POR JOSE LUIS ARAGÓN PANES, CRONISTA OFICIAL DE CHICLANA DE LA FRONTERA (CÁDIZ)
El 30 de mayo de 1807, tal día como hoy, Alejandro Risso Ravaschio otorgaba testamento en Cádiz. En la disposición número 14 expresaba su voluntad de donar su «Casa Grande», de estilo neoclásico, de Chiclana: «Quiero que en ella se establezca un Hospicio ó Casa de Caridad para Ancianos, Ancianas, Niños y Niñas y forasteros pobres de solemnidad bajo las mismas reglas con que se govierna [gobierna] esta de Misericordia [se refería a la de Cádiz] proporcionalmente en lo que sea compatible á la Villa de Chiclana y a las Entradas que baya [vaya] teniendo esta obra Pía a la qual [cual] mando en propiedad la citada mi Casa con su Jardín, terreno ensanche (…) y todos aquellos Muebles de que no huviese [hubiese] yo dispuesto o dispusiese y así mismo mando y destino para la misma cien mil pesos de á ciento veinte y ocho cuartos cada uno en Vales que se han de sacar de mi caudal…».
Durante más de la mitad del siglo XIX estuvo dedicada a la beneficencia –como así mandó su testador– hasta el advenimiento de la revolución de 1868. Entonces, con Juan Galindo Serrano como alcalde, se convirtió por primera vez en Ayuntamiento. Era, octubre del mismo año, y en él se proclamaría la Primera República Española. En 1874, de nuevo en manos de los administradores del hospicio, el Ayuntamiento solicitaba su arrendamiento, pero su demanda no fue atendida. El paso del tiempo y los distintos expolios, así como la mala conservación del edificio, hicieron de él un inmueble incapaz de mantener para su uso, unas buenas condiciones habitables. Con el inicio del nuevo siglo, en agosto de 1901, se redactó un informe desfavorable por «su estado lamentable».
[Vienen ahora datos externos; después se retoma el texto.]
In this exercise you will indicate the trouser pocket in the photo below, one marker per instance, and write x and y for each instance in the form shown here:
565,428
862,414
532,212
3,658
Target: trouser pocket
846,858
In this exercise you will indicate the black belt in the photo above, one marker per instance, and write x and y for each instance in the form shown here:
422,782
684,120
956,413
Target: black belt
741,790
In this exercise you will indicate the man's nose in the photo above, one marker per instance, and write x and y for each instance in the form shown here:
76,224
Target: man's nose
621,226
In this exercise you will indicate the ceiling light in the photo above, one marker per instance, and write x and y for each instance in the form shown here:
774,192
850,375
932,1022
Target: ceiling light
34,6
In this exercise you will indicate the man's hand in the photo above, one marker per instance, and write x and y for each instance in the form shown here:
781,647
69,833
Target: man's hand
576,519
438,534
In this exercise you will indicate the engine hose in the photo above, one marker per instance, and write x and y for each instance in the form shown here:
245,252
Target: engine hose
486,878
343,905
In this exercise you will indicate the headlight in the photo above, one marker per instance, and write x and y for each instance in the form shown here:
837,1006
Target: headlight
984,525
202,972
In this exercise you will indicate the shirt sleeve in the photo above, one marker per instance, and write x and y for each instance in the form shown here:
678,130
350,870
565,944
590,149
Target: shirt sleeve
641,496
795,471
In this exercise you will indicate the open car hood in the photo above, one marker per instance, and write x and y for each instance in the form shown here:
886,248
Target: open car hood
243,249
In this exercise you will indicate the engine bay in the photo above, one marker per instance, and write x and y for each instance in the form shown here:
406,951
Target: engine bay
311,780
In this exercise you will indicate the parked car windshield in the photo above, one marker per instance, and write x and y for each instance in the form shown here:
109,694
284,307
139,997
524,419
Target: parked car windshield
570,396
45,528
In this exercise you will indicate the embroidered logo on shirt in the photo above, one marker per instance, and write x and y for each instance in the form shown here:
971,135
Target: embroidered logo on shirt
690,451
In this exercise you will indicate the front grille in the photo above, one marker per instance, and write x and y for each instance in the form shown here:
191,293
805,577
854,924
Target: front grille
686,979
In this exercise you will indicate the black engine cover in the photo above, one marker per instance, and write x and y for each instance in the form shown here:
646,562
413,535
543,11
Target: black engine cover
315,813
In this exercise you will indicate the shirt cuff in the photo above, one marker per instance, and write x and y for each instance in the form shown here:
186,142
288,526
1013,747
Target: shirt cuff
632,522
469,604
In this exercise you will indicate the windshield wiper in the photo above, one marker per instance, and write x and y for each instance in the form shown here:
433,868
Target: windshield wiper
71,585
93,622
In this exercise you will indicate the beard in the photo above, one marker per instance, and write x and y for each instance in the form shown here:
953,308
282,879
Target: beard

Ante ese estado, el Ayuntamiento volvió a pedirlo a la Junta de Beneficencia para habilitarlo como Casa Consistorial, pero fue de nuevo denegada su solicitud, a pesar del compromiso de mejorarlo. Habría que esperar al año 1926 cuando el alcalde Sebastián Martínez de Pinillo y Bel, firmase la compra del edificio. A partir de aquel momento y tras los trámites oportunos, se procedió a su demolición y en su solar se construyó –a partir de 1927– el nuevo Ayuntamiento, obra del arquitecto Maximiliano Jacobson Flet, que entregó las obras en 1928. Desde aquel año y hasta la actualidad, el edificio alberga nuestra Casa Consistorial. Entre los año 2007-2011 sufrió una importante reforma y transformación, quedando inaugurado el 24 de marzo de 2011, siendo alcalde de la ciudad, José María Román Guerrero.